Delhi's air quality worsens despite cracker ban on Diwalitext_fields
New Delhi: The air quality in Delhi was recorded in the "hazardous" category at Janpath in the city early on Friday, a day after the celebrations of Diwali. The particulate matter (PM) 2.5 concentration was recorded at 655.07 in Janpath on Friday morning, according to news agency ANI. As per government standards, PM 2.5 concentrations over 380 are marked as "severe."
People from several parts of the city and its suburbs complained of itchy throat and watery eyes, as a layer of smog, the first episode this season, enveloped the environment, reported PTI.
Even before the bursting of crackers, the air quality of the Delhi-NCR region had started worsening further as AQI of eight cities had crossed the 400-mark and settled at the "severe" category on Thursday afternoon.
At 4 p.m on Thursday, AQI at ITO, Rohini, DTU Delhi, Dwarka, Mandir Marg, and Najafgarh stood under the "very poor" category. However, at 9 p.m., it deteriorated to "severe".
AQI of Anand Vihar in the evening was recorded at 412 and by the night increased to 439, in Alipur, it went from 426 to 444, Dwarka (410 to 427), Bawana (432 to 449), Chandini Chowk (401 to 435), Jahangirpuri (463-469), Patparganj (404-432), and Wazirpur (441-450).
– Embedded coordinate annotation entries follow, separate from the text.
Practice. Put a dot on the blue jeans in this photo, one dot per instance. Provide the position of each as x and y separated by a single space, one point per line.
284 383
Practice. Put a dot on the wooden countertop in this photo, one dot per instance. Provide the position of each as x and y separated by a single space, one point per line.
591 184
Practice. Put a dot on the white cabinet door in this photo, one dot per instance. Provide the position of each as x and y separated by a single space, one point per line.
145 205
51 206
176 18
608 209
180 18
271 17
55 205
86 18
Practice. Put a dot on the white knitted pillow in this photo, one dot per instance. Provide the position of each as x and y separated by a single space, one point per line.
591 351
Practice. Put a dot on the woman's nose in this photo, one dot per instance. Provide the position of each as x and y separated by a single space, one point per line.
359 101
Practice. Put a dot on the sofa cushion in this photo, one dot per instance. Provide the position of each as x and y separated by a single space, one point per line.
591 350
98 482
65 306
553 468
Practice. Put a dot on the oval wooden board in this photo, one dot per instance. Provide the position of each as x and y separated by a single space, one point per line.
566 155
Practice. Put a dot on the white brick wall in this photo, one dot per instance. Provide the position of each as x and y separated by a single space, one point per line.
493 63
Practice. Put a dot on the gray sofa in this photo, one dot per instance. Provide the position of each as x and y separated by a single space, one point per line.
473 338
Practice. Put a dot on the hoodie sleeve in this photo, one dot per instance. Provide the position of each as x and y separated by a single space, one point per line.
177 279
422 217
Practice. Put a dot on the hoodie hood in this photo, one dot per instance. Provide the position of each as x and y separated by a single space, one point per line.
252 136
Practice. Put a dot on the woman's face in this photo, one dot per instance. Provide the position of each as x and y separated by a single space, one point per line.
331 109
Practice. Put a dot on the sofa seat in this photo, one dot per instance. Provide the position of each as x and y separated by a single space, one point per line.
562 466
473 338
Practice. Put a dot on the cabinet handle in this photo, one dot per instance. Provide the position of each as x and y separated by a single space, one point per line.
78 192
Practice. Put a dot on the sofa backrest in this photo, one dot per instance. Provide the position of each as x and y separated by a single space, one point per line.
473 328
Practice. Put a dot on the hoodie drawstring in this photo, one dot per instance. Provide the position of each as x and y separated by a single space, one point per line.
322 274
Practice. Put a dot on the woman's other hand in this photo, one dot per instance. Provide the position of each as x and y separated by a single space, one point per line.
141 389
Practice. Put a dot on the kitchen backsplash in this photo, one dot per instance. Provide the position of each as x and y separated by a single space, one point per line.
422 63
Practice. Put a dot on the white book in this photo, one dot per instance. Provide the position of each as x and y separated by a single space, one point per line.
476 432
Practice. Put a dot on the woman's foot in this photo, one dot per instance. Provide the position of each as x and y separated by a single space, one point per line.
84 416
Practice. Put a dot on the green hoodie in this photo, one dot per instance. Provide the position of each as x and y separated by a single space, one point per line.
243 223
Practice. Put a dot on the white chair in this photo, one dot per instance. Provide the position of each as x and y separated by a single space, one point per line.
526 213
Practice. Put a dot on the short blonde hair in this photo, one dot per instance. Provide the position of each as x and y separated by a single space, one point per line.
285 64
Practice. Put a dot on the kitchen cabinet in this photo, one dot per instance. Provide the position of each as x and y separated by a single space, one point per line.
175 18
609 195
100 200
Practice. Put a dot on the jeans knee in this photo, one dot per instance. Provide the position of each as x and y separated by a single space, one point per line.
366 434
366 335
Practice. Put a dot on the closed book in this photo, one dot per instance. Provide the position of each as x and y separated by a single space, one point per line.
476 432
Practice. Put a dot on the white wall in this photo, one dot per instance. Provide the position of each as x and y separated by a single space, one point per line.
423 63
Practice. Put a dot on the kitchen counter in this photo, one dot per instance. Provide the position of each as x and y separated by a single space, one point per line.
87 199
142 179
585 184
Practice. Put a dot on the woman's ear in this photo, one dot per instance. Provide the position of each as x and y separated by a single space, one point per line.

According to health experts, an AQI of such an extent may cause respiratory impact even on healthy people, and serious health impacts on people with lung or heart disease. The health impact may be experienced even during light physical activity
With stubble burning share in Delhi's air pollution set to increase over the next three days, SAFAR has projected an AQI of 500 plus on November 5 even if Delhiites burst 50 per cent less crackers compared to last year.
SAFAR, or the System of Air Quality and Weather Forecasting And Research under the Indian Institute of Tropical Meteorology (IITM) - an agency under the Ministry of Earth Sciences - said as per sensitivity simulation, stubble share on November 4 is predicted to increase to 20 per cent and will touch a peak of 35-40 per cent on November 5 and 6, if fire counts are considered same (3,500-4,000). This is largely due to transport-level winds reaching Delhi from North-Westerly, where stubble burning large hot spots are expected, it said.